- Nickname: Fort Goodwin
- Camp Goodwin (historical) Location within Arizona
- Coordinates: 33°05′20″N 110°03′29″W﻿ / ﻿33.08889°N 110.05806°W
- Country: United States
- State: Arizona
- County: Graham
- Elevation: 2,648 ft (807 m)
- Time zone: UTC-7 (Mountain (MST))
- GNIS feature ID: 23918

= Camp Goodwin =

Camp Goodwin, and Fort Goodwin, a historical locale, at an elevation of 2648 feet, located in Graham County, Arizona.

==History==

Camp Goodwin, then Fort Goodwin, was constructed in June 1864 by the California Volunteers, of the Union Army in Arizona Territory for a base for prosecuting the 1861-1872 Apache War and protecting settlers in the Upper Gila River region. It was named for Arizona's first territorial governor, John N. Goodwin. The adobe buildings it was constructed with began to crumble in a few years due to poor construction. Additionally the camp was plagued by malaria from mosquitoes in the cienega fed by the nearby spring from which the fort obtained its water. Called Camp Goodwin again from 1866, the camp was abandoned by the Army in March, 1871 due to the illness caused by malaria.

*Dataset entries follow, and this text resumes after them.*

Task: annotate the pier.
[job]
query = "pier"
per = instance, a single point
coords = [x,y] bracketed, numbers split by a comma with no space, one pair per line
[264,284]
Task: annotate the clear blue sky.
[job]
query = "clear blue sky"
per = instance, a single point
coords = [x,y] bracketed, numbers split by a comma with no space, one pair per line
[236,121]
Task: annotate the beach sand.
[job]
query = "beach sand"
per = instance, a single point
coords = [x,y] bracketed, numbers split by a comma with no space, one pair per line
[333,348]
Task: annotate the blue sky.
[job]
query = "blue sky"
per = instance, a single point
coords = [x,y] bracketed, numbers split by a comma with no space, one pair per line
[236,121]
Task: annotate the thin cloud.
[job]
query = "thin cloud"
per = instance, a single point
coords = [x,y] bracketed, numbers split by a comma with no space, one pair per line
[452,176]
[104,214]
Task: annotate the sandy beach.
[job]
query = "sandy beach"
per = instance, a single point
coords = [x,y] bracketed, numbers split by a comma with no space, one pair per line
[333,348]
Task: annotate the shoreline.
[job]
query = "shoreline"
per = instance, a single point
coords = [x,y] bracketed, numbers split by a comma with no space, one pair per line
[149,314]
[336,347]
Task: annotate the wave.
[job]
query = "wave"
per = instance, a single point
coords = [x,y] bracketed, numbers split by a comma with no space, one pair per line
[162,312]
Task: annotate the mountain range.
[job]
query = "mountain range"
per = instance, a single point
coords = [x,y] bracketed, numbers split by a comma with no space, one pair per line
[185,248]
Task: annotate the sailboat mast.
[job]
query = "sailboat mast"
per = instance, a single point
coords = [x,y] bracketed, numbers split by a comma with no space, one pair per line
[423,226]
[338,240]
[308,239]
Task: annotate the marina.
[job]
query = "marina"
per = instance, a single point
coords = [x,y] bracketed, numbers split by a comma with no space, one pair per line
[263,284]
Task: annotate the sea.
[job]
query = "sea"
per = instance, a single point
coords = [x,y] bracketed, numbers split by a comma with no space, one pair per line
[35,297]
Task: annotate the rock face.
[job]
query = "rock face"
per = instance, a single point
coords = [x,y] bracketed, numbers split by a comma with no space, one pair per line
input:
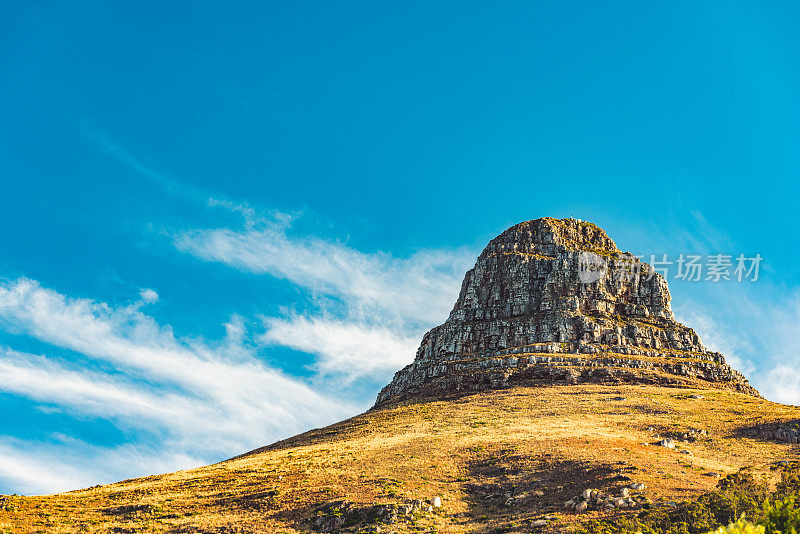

The camp was subsequently used as a subagency of the San Carlos Apache Indian Reservation until about 1884.

Today the site is located on farmland not far from the ghost town of Geronimo. Nothing remains of the post, the only physical marker is a Bureau of Land Management survey marker which indicates the original site of its flagpole.